Setting Your Mind At Ease
We have had a few frantic messages over the last few days asking about our welfare and how this storm system is affecting our day to day business.
All is grand here, the dogs are running around like pups snowplowing the deep snow with their snouts, the cats have been birding like crazy with all the little juncos pecking along the top of the snow looking for seeds that have dropped from any plant that has not been completely bent over and covered with snow. The cows are all full into their winter coats and braving the platter-sized flakes to eat hay before moving under tall fir trees for shelter. The paths that they make are few but the ones they do have all well trod and packed firmly for easy footing. We have Ruby and her new baby Eve tucked safely inside the barn until the weather mellows out a bit. We have to use buckets to dip water and haul to the barn so Ruby has enough non-frozen fluid to drink and she is pigging out on all the hay she wants. Eve runs laps around the length of the barn while her mother eats.

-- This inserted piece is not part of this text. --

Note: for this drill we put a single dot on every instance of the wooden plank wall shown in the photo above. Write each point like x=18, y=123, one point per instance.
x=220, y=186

The Gator is useless in the deep snow and the front loader on the tractor with its pallet stacked with hay is the only way we can get around to feed. When we walk across the bridge to get to the barn and tractor, we always have a snow shovel with us to remake a path over river. It takes until nearly 11am to get the morning chores done and we have to start the evening chores just before 3 in order to get finished by dark.
The pallet forks were taken off yesterday and was switched to the bucket. Mike spent several hours plowing the driveway in order for us to be able to get around once the snow dump part of this storm is over. We are hoping to deliver a load of firewood this week since all the stores are out with customers asking for more.
It is simply glorious beauty with all the trees laden with snow, the county road quiet from the traffic of log trucks, pickups, commercial vehicles and family cars. We did have to wait at the end of the driveway for a tractor to go by yesterday, the neighbor who lives a mile up the road was going down to to Junction to plow out the business there so they could open their doors for business as traffic is still getting through from Portland to Seaside for those who have tire chains and know how to drive in very slippery conditions. The tractor driver was so well bundled up we had to wait for him to unmask enough to distinguish who the brave traveler was!